Erzurum’un ölüm dereleri, Çaykara ve Taş mağazaları dereleri kapatılıp, üzerine koca koca binalar dikildi. 1938 yılında, Atatürk tarafından tohum ıslah istasyonu yapılan, Şükrü paşa mahallesinin humuslu toprakları hızla imara açıldı. Kış aylarında sisten göz gözü görmeyen bu en verimli tarım alanına havalimanı yapıldı. Bir de üniversite. 10 milyonluk evleriyle şimdi Şükrü paşa mahallesi revaçta.
Sadece Erzurum’da mı böyle? Asrın felaketinin yaşandığı Kahramanmaraş, Gaziantep, Hatay, Malatya, Adıyaman’ın da aynı olduğunu çok acı bir şekilde öğrendik 2 yıl önce. Ne ders aldık ne de dur dedik. Ülkemizde yılda 20 milyon ton buğday üretilirken, çimento üretimi 80 milyon tonu aştı! Bugün Erzurum’da Kombina caddesinin bulunduğu Şükrü paşa bölgesinde, yapılan seracılık ve tarımsal faaliyetler de harç ve çimentoya boğuldu. Taban suyunun çok yüksek olduğu bu bölge mutlaka tarıma ayrılması gerekirken, ne yazık ki inatla tamamı imara açılmış durumda.

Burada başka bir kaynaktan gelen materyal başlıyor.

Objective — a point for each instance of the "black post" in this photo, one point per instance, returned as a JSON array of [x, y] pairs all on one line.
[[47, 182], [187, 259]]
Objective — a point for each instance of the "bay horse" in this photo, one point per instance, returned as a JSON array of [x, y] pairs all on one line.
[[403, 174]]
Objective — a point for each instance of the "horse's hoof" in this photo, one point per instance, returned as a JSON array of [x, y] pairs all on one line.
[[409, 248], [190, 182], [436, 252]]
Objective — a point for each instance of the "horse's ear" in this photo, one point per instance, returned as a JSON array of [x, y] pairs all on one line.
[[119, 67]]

Deprem yaşayan kentlerde devlet, tepelere, dağ eteklerine en fazla dört katlı konut yaparken, Erzurum’un rezerv alanı ilan edilen, en sağlam zeminine sahip, şehrin balkonu konumundaki Şehitler, Dağ ve Sanayi mahalleleri bir türlü imara açılmıyor. Üstelik, ‘Depremini bekleyen bir şehir’ olmasına, uzmanların sürekli uyarmasına rağmen.
Tarlalara, bostanlara tohum yerine, beton dikiyoruz. Sonrada hayat pahalı deyip ağlıyor, enkaz altında ölüyoruz.
Sizce suçlu kim..?
Ne yazıkki geri toplumlar kat üstüne kat yaparak, yol kenarında, düz ovalarda, balkonlu evlerle standart atladıklarını sanırlar. Bilmezler ki, tabuta girerler.

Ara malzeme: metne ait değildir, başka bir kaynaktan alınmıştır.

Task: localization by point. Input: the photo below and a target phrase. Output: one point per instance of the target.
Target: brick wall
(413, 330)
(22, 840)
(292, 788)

Çok güzel yazmışsın Ömer bey. Şehitler 10 yıldır boş bekliyor. Altında sanayi çiçek bile yetişmiyor çünkü zemin sağlam üstte dağ mahallesi gaziler taş gibi. Açın buraları imara millette rahat etsin tarlalarda. Ama öyle sanıyorum ki akıllı şehirler için ayrılmış durumda buralar. Sanayi dağ mahallesi dururken hilalkenti parlatmak akıl işimi. Sanayiye yürüyerek gidilir ama hilalkente illa arabaya binmek lazım. Şükrü paşada yer üstü suyu çok yüksek. Dediğin gibi tohum yetişmesi lazım orada. Bırakın inadı bırakın şehri uzaklaştırmayı. Nüfus belli merkezi ayağa kaldırın.

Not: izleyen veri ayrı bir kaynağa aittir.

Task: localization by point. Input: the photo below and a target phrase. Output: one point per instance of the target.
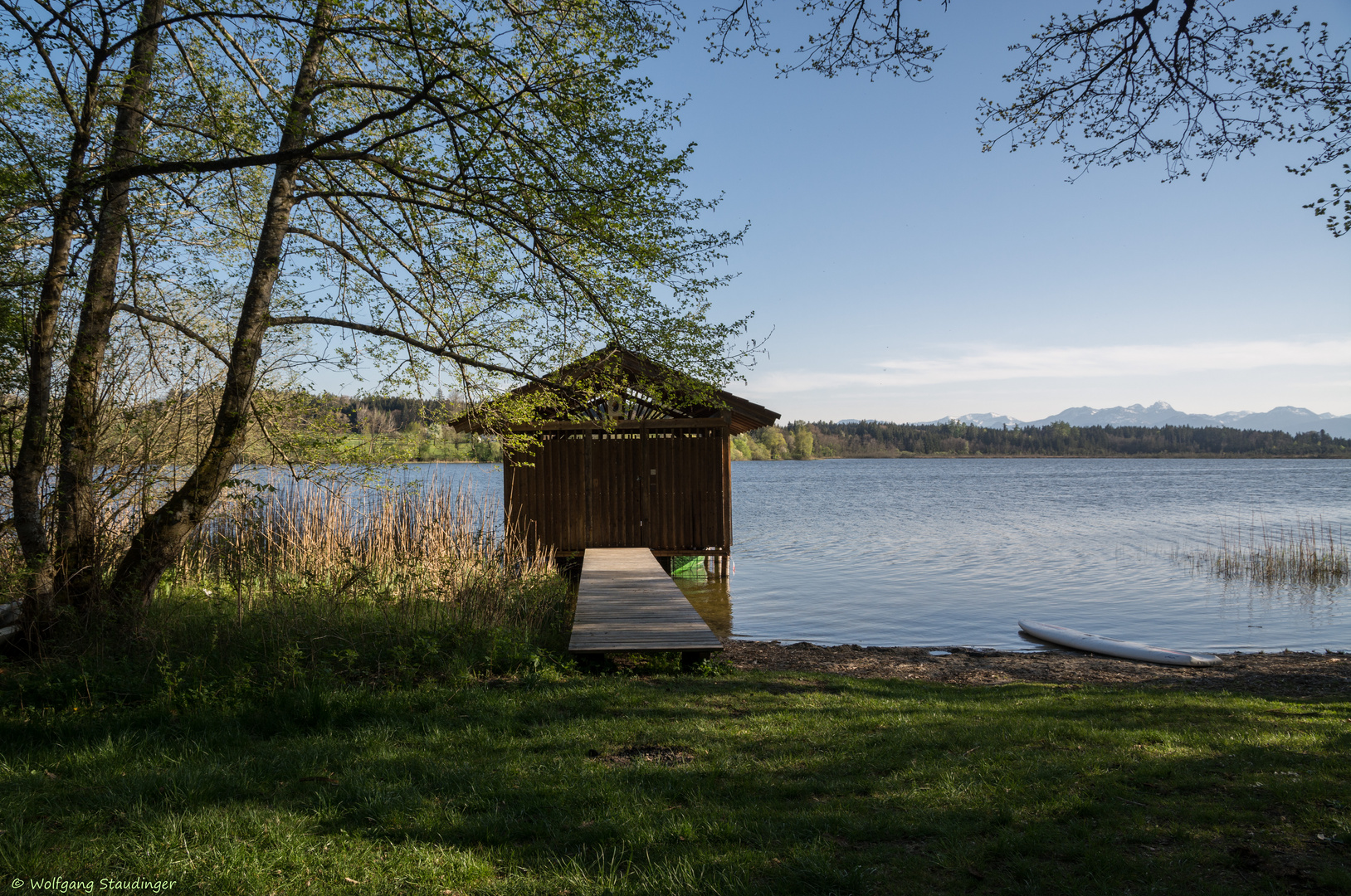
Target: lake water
(942, 553)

Çok hassas bir konu. Umarım ciddiye alınır. Hiç sanmıyorum ama gerçekleri birilerinin anlatması lazım. Tebrik ederim.
Ovayı imara açmayın diyeceğim ama malesef bunlar ülkenin kötülüğüne olacak şeyleri inatla bilinçle yapıyorlar. Bop planı bu. Yenişehirde yüzbinlerce eçb yapılacak yer barken zemin sağlamken niçin ovayı imara açıyorsunuz. Üniversitedeki hocalar malesef sus pus olmuşlar. Sadece nesrin astan yıldız hanım konuşmuş. Yapmayın etmeyin. Binlerce yıllık meraları imara açmayın. Şehrin üst tarafını kentsel dönüşüme dönüştürün eski 50 senelik yenişehir evlerini 2. Marketleri yenileyin. Ovaya yazıktır
Bahsedilen yöre zamanında sazlıkmış. Hatta rahmetli halam yazın Kân köyüne giderken sazlıktan sonra yaylı arabayı ben kullanırdım derdi. Erzurum'a yakacak olarak oradan toplanan kamışlar gelirmiş. Zaten meşhur kul havzas. Nesrin Hanımın yorumuna aynen katılıyorum. İşin garibi ikinci bir Erzurum'da o tarafda oluştu.
Bir zamanlar ülkenin buğday ambarı denilen toprakları betona gömmek nasıl bir akıl tutulması?
Oradaki 50 -60 yaşlarındaki yetenekli üretici grubun dağılması başladı asıl tehlike üretecek Çiftçi bulunmayacak
Deprem felaketinde ilk yıkılan binalar onlar olacak... sakın kaderi suçlamasınlar.
Bırakın felaket tellallığını. Bir zamanlar talep Yenişehirdeydi şimdi şükrüpaşa da Allahın işine karışmayın. Allah ne derse o olur.